Q4. What is the key innovation of RWKV-7 Goose?

It introduces a State Transition Matrix that represents state transitions using matrices rather than scalars. This enables richer state updates and enhanced In-Context Learning.

Q5. What is the biggest advantage of RWKV over Transformers?

Inference cost remains constant regardless of sequence length (O(1) per token). Even at 128K+ tokens, it does not run into OOM issues like Transformers.

Q6. What is the role of the Token Shift mechanism?

It blends the current token with the previous token via a weighted average, enabling positional information to be conveyed within the sequence without explicit positional encoding.

Q7. What is one current limitation of RWKV?

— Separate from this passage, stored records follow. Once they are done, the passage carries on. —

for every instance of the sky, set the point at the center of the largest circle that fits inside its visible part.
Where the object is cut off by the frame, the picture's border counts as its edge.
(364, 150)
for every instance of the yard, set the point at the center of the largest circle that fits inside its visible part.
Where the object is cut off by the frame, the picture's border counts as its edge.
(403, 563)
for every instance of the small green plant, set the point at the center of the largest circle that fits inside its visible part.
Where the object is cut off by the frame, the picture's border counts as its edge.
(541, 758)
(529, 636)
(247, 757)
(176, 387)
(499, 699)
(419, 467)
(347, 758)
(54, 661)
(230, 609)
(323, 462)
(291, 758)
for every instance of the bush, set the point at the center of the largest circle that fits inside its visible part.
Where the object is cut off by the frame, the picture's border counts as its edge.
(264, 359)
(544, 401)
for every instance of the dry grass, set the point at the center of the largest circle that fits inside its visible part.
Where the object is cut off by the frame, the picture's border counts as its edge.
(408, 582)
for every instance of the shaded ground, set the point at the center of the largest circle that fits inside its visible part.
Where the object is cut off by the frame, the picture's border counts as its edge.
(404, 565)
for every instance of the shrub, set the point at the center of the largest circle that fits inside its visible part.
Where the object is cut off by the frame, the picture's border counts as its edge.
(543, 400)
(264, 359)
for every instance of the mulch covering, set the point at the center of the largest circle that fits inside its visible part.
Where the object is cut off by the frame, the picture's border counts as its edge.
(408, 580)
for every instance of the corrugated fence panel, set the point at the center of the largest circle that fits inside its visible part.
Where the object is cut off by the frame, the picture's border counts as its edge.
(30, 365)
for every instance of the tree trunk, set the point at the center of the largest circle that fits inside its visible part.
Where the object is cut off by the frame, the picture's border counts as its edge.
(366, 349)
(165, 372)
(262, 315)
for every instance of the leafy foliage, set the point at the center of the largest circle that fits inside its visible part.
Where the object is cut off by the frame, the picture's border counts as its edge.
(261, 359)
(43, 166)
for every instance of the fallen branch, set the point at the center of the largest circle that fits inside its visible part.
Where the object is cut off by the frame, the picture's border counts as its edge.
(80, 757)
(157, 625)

Compared to Transformer's Full Self-Attention, RWKV may underperform on complex pattern retrieval and precise information retrieval tasks.

Conclusion

RWKV is an innovative architecture that challenges the conventional wisdom that "RNNs are dead." By combining the parallel training efficiency of Transformers with the inference efficiency of RNNs, it excels particularly in long sequence processing and edge device deployment. With the introduction of the State Transition Matrix in v7 Goose, the performance gap with Transformers has been nearly closed.